County to throw out first pitch
Before they can build it and before anyone can come, Kent County has to create a subcommittee that will look into leasing land for a baseball and softball complex on county-owned property in Rockford.
And the county will get that process started this week.
“A softball and baseball complex is a business proposition,” said County Commissioner Dean Agee, who added that the subcommittee’s members would be named on Tuesday morning.
The West Michigan Sports Commission wants to lease 90 acres the county owns on Ten Mile Road, adjacent to the county’s North Kent Transfer Station, and construct a 12-field complex for baseball and softball games and tournaments on the property. One diamond would be designated for championship games. The lease would run for 25 years and the county would charge the sports commission $1 a year for use of the acreage.
“Keeping people here is part of it. Getting people here is the other part of it,” said Peter Secchia, chairman emeritus of Universal Forest Products Inc. and co-founder of the two-year-old sports commission with the county and Convention and Visitors Bureau.
The idea behind the complex is to draw youth and amateur traveling teams and their families to the area for weekend tourneys and create a new revenue stream for outlying hotels and motels. “This is to benefit the small hotels in the county,” said Secchia.
WMSC also said last week the complex, which has an estimated construction cost of $5.6 million, would contribute much-needed revenue to the county’s 5 percent lodging excise tax.

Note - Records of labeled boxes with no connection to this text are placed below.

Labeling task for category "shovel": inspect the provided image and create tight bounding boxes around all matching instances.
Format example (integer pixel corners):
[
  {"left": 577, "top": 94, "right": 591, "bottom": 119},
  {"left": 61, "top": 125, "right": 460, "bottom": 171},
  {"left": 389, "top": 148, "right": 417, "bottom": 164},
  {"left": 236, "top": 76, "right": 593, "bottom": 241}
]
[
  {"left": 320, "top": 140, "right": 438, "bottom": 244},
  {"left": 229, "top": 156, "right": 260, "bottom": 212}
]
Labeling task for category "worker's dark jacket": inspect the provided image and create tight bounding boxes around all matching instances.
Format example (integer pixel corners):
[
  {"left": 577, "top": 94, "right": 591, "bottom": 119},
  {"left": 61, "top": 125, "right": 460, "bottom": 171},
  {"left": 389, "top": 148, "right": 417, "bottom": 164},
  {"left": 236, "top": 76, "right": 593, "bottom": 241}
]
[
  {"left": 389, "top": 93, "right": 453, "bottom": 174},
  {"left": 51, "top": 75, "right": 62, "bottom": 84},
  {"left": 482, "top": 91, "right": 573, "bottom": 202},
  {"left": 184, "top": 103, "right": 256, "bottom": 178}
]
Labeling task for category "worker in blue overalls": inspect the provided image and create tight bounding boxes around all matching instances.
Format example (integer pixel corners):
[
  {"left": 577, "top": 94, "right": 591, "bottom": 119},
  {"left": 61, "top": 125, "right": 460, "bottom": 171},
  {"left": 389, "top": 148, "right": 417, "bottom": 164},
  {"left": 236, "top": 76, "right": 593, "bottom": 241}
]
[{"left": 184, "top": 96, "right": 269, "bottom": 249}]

David Hoogendoorn, managing partner for Ernst & Young, gave county commissioners an estimate that the complex could produce $49 million in lodging revenue and $2.4 million in hotel-motel tax income over the first 10 years of its existence. He also said there were only two other similar fields in the state. One is in Canton and the other is Bailey Park in Battle Creek.

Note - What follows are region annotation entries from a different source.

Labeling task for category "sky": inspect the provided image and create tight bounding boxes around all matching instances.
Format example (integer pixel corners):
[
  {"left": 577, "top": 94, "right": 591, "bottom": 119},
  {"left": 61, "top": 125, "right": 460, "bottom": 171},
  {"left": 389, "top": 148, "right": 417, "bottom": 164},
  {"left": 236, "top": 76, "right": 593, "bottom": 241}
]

“You can’t touch a hotel there without going through a broker,” said Hoogendoorn of booking a weekend room between April and October in Battle Creek.
WMSC Executive Director Mike Guswiler said restaurants and shops would also get a monetary boost from the complex.
“There certainly is more of a benefit than to hotels. Go into a restaurant and you’ll see all the jerseys,” he said. “Sports tourism is holding its own (despite the economy).”
Secchia said the sports commission wasn’t expecting the county to make a contribution to the construction of the complex now, but possibly later. In the meantime, he said he would approach the private sector to try to raise the construction cost.
Secchia said he had a private donor who was willing to cover half the $5.6 million needed, but that individual had to pull back due to economic circumstances.
“We still have to raise the funds and that won’t be easy to do,” he said.
Secchia also said the National Collegiate Athletic Association acknowledged that it had received the sports commission’s bid to host a Division 1 men’s basketball tournament round, either first or second, in 2011, 2012 or 2013 at Van Andel Arena.
“This will put us on the map,” said Secchia.